It’s as Easter custom that has delighted Scots for decades. So ahead of Sunday’s celebrations, VisitScotland is offering some inspiration for finding the perfect spot to let the good times roll this Easter.
Probably one of the country’s most famous egg-rolling locations. Every year, families from across the capital converge on Holyrood Park to climb the ancient volcano as part of their Easter Sunday tradition. On a clear day the views from the top are breath-taking and for those with an interest in history there is even a well-preserved fort and a 15th century medieval chapel to discover.

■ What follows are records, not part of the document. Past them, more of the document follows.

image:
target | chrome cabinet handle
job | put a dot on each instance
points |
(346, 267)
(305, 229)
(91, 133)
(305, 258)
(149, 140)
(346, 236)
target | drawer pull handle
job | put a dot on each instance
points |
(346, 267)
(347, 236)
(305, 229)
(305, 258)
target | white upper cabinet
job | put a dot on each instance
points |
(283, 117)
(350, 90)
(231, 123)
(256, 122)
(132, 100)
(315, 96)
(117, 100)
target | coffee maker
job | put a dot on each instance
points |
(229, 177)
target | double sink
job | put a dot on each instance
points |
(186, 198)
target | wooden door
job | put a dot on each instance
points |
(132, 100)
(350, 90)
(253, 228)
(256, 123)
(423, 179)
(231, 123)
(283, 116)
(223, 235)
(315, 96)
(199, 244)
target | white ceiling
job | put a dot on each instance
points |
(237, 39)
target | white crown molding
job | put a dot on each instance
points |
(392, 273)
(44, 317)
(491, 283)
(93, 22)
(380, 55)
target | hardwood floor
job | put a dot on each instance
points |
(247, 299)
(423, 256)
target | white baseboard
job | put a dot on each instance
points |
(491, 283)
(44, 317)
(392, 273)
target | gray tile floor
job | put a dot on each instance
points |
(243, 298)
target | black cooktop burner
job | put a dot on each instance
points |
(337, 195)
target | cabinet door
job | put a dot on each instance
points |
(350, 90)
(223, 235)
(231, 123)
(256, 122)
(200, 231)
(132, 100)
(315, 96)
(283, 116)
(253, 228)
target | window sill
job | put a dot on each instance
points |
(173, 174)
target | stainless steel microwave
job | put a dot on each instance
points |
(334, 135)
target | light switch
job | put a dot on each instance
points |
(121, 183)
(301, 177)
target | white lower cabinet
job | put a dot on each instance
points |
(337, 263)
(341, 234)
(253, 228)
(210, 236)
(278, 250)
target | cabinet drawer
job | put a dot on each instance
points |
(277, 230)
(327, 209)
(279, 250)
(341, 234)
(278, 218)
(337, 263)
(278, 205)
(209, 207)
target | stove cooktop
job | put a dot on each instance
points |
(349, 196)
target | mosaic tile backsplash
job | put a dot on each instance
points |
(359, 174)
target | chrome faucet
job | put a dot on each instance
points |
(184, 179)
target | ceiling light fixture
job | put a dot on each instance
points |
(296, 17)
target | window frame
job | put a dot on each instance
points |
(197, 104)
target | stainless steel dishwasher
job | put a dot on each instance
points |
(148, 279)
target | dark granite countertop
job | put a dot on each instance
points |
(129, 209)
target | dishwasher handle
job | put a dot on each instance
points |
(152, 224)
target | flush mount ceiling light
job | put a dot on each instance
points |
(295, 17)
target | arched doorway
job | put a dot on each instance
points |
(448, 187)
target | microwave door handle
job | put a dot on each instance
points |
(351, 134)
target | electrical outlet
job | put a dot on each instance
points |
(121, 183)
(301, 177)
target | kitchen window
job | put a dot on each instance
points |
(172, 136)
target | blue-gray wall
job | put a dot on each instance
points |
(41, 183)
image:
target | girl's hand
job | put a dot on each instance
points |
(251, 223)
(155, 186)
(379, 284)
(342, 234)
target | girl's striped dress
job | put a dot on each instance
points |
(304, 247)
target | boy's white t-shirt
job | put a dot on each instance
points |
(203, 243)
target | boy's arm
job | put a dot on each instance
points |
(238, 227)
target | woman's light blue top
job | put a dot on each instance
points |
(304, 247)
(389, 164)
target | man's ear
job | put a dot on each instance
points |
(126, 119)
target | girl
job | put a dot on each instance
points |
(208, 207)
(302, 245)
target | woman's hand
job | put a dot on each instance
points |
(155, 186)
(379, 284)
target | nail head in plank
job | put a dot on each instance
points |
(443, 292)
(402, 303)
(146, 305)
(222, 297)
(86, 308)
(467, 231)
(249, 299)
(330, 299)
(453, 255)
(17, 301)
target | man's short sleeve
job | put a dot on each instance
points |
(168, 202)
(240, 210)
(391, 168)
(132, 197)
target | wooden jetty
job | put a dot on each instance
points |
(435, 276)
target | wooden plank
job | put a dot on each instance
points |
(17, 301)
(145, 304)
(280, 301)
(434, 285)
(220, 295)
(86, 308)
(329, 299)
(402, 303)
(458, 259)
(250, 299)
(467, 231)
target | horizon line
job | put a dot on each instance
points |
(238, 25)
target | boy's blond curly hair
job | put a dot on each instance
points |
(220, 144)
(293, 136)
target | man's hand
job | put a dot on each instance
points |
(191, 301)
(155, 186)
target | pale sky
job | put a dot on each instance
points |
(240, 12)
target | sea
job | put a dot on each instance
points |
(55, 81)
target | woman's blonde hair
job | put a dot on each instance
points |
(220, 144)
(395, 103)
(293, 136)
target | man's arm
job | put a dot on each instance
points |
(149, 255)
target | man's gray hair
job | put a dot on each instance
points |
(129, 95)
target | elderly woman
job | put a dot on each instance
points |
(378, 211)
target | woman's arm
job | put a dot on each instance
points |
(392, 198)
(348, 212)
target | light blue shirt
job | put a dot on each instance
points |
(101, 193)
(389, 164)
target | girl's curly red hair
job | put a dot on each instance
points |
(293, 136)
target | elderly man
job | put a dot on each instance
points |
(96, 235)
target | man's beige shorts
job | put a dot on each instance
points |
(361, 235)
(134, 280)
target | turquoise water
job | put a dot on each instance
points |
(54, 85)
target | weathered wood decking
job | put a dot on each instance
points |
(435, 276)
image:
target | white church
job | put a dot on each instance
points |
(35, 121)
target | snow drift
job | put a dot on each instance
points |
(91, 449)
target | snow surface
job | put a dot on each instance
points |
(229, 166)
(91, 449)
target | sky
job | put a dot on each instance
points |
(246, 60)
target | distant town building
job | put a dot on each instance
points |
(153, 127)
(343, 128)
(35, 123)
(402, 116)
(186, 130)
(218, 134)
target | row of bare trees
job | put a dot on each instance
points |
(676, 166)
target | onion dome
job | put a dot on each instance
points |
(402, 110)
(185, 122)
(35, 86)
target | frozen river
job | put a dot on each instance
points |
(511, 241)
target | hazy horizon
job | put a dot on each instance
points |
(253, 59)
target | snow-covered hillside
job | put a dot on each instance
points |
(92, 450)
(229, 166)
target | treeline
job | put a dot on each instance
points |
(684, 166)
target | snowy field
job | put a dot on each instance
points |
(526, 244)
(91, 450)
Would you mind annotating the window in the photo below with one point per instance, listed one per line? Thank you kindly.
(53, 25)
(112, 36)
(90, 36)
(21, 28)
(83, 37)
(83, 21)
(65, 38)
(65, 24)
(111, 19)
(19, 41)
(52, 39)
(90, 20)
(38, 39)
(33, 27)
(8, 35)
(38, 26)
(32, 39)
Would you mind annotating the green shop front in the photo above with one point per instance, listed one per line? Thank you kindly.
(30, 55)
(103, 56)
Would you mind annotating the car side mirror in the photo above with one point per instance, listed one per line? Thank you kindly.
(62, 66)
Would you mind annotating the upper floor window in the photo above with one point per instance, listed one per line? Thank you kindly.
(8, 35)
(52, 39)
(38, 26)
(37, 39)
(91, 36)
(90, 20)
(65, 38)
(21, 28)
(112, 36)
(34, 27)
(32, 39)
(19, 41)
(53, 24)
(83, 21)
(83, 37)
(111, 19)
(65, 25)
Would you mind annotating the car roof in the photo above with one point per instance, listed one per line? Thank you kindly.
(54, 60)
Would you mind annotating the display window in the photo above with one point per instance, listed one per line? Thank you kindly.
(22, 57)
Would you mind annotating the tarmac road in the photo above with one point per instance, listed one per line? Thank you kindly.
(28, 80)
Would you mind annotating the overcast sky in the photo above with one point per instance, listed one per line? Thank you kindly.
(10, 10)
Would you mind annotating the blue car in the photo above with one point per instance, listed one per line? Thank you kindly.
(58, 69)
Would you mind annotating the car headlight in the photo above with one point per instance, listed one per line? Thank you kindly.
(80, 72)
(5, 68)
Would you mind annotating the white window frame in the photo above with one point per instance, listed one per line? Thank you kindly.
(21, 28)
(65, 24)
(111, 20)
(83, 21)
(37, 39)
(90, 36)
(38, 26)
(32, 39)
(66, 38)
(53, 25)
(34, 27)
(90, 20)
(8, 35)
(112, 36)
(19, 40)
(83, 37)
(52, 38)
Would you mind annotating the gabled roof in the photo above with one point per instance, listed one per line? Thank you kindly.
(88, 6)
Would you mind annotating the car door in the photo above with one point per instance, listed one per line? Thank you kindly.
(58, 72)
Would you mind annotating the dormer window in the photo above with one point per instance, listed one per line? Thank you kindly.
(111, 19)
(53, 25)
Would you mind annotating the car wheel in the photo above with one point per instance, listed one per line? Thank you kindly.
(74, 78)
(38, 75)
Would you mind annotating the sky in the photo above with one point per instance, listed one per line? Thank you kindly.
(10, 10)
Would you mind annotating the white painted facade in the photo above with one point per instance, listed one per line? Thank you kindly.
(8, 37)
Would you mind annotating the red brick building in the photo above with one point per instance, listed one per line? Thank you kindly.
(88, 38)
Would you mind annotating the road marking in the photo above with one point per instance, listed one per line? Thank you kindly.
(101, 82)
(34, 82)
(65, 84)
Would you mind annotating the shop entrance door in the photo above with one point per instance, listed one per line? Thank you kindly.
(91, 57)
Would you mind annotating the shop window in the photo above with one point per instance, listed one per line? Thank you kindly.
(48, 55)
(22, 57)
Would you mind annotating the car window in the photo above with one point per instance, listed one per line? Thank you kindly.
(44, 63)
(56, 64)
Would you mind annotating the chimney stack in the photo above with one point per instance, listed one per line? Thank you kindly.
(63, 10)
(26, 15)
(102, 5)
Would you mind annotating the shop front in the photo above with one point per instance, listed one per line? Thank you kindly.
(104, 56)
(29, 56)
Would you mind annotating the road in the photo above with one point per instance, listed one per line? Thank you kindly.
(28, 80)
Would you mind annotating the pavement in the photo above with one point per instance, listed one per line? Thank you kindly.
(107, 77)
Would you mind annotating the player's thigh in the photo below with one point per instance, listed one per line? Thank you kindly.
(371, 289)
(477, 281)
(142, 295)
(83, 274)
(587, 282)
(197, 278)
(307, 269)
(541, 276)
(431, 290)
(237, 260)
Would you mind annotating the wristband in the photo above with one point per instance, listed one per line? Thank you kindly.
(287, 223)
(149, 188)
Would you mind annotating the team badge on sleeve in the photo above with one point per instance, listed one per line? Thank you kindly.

If you want an epic backdrop for your egg roll then head to the Kings Knot in Stirling. In the shadow of Stirling Castle, the King’s Knot is a grassy parkland which features a knot-shaped earthwork said to resemble a cup and saucer. Once the playground of kings, it is now a great spot for a picnic. Further up the road, the larger Kings Park, which was a royal hunting ground, is great for a walk, has open playing fields, tennis courts, outdoor gym equipment and a fantastic play park.
Duthie Park is located to the south of Aberdeen city centre. Donated by Miss Duthie in 1880, Duthie Park is Scotland's third most visited gardens, famous for its wide range of exotic plants, family play areas, boating ponds, sports fields and recently restored Victorian design features. The park also features the David Welch Winter Gardens which is one of the largest indoor gardens in Europe. Its small hills make it a great place for little ones to have their first egg-rolling egg-perience.
Located in the grounds of Scone Palace lies the historic Moot Hill, once the crowning place of the King of Scots and one of Perthshire’s top picks for rolling Easter eggs. Moot Hill is located right in front of the Palace and is crowned by a tiny chapel. This year’s Easter celebrations include a Pirate Fun Day.
Built in 1732 as a Hunting Lodge and Summer House for the Dukes of Hamilton, the restored buildings now house a Visitor Centre; the West Lodge comprising of the Banqueting Hall and Duke and Duchess Apartments; Exhibition Gallery and Displays; Gift Shop and Café. Outside, visitors can explore 10 miles of walks along the scenic River Avon and through ancient woodland. The banking in the front of the Hunting Lodge is widely regarded as a prime egg rolling spot and if you are lucky you may even be joined by the Easter Bunny!
Dating back to the 14th Century, Callendar House has played host to many great historical figures over the centuries, including Mary, Queen of Scots, Cromwell and Bonnie Prince Charlie, not to mention countless excited children ready to roll their Easter Eggs.The House's permanent displays are The Story of Callendar House, a history covering the 11th to the 19th centuries, The Antonine Wall, Rome's Northern Frontier and Falkirk: Crucible of Revolution 1750-1850, tells how the local area was transformed during the first century of the industrial era. This Easter meet the Callendar House Easter Bunny who will give you one of his eggs to decorate and when you are finished head to the top of the hill and get ready to roll.
Castle Kennedy Gardens are among the most famous and the most child friendly in Scotland. 75 acres of spectacularly designed loch-side landscape, create a romantic garden paradise with quite literally something for everyone to enjoy – regardless of age. The Gardens are a hidden treasure in South West Scotland. But do you have what it takes to win the Easter Egg Rolling Competition on Sunday 16 April? Visitors will be challenged to roll or throw the farthest egg - hard boiled of course, within the launch zone. With different age groups open to win prizes this is a new twist on the old tradition of egg rolling down the hills at the Castle Kennedy Gardens.
Nevis Range in Fort William, home to the UK’s only mountain gondola; is the mountain experience for all seasons. You'll find a range of activities for all ages, both on the mountain, and around the gondola base station. It’s also an egg-cellent place to engage in some Easter fun! Roll up at the Snowgoose restaurant & bar, collect your free hard-boiled egg, colour it, then see how far you can roll it down the slopes of Aonach Mor.
Egg rolling is a collective custom at Floors Castle, Scotland’s largest inhabited Castle and one of the leading visitor attractions in the Scottish Borders. Explore the collection of fine art, porcelain, newly restored tapestries and grand rooms or enjoy superb views over the River Tweed and the Cheviot Hills. Built by leading architect William Adam in 1721 for the 1st Duke of Roxburghe, the castle has undergone periodic changes to create the dramatic building you see today. On Easter Sunday visitors are invited to take part in a big egg roll down the castle mound.
Pollok Country Park is Glasgow’s largest park and the only country park within the city. Its extensive woodlands and gardens are home to a vast array of wildlife and offer a great day out for visitors. The park is rich in rural history formerly being part of the Old Pollok Estate and ancestral home to the Maxwell family. The park is also home to the world famous Burrell Collection. After you’ve rolled your eggs, let the children indulge their inner artist with some eggs-tra special Easter crafts delivered with the help of the Countryside Ranger.